SARS-CoV-2-infected individuals have reported a diverse collection of persistent and often debilitating symptoms commonly referred to as long COVID or post-acute sequelae of SARS-CoV-2 (PASC). Identifying PASC and its subphenotypes is challenging because available data are "negative-unlabeled" as uninfected individuals must be PASC negative, but those with prior infection have unknown PASC status. Moreover, feature selection among many potentially informative characteristics can facilitate reaching a concise and easily interpretable PASC definition. Therefore, to characterize PASC and the spectrum of PASC subphenotypes while identifying a minimal set of features, we propose a Bernoulli mixture model with novel parameterization to accommodate negative-unlabeled data and Bayesian priors to induce sparsity.

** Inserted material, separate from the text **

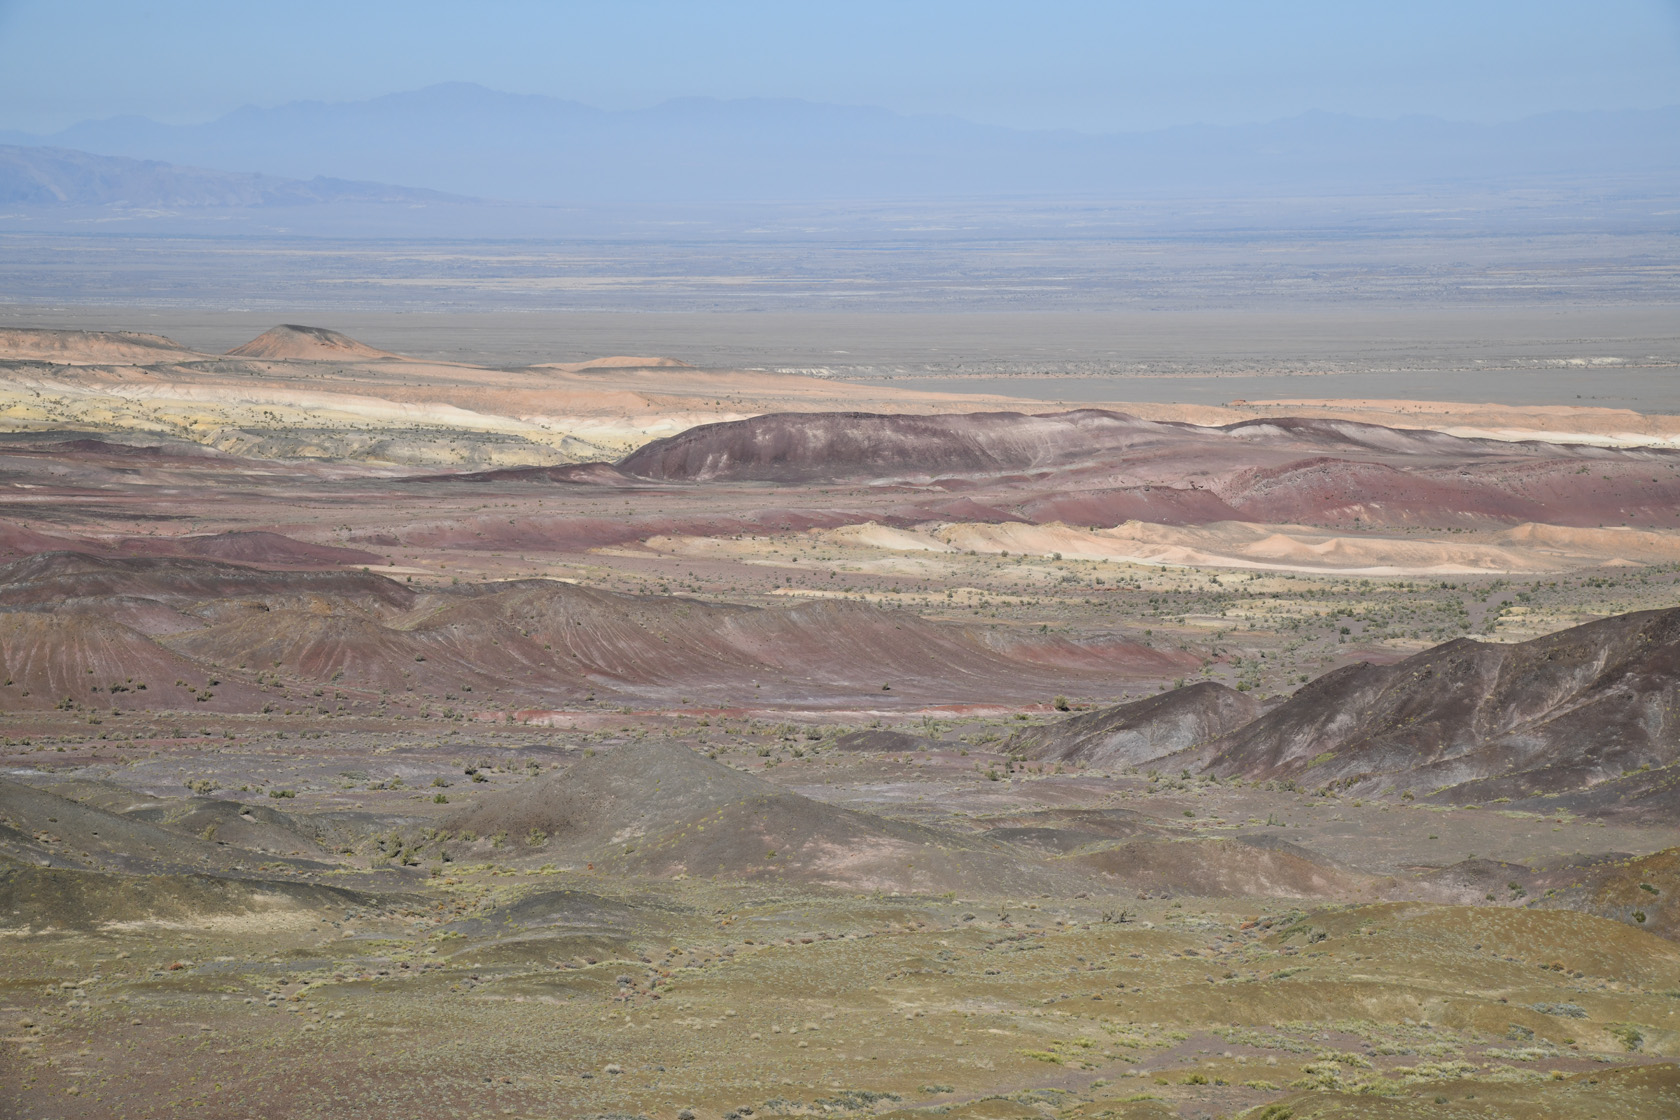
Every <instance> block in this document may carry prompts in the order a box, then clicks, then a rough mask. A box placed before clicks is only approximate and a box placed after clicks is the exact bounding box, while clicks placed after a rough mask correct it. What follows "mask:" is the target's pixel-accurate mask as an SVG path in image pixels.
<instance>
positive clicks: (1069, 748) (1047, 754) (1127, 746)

We present an efficient expectation-maximization algorithm for estimation, and a grid search procedure to select the number of clusters and level of sparsity. We evaluate the proposed method with a simulation study and an analysis of data on self-reported symptoms from the ongoing Researching COVID to Enhance Recovery-Adult Cohort study.
Keywords: Bernoulli mixture model; SARS-CoV-2; feature selection; long COVID; negative-unlabeled data; sparse prior.
© The Author(s) 2025. Published by Oxford University Press on behalf of The International Biometric Society.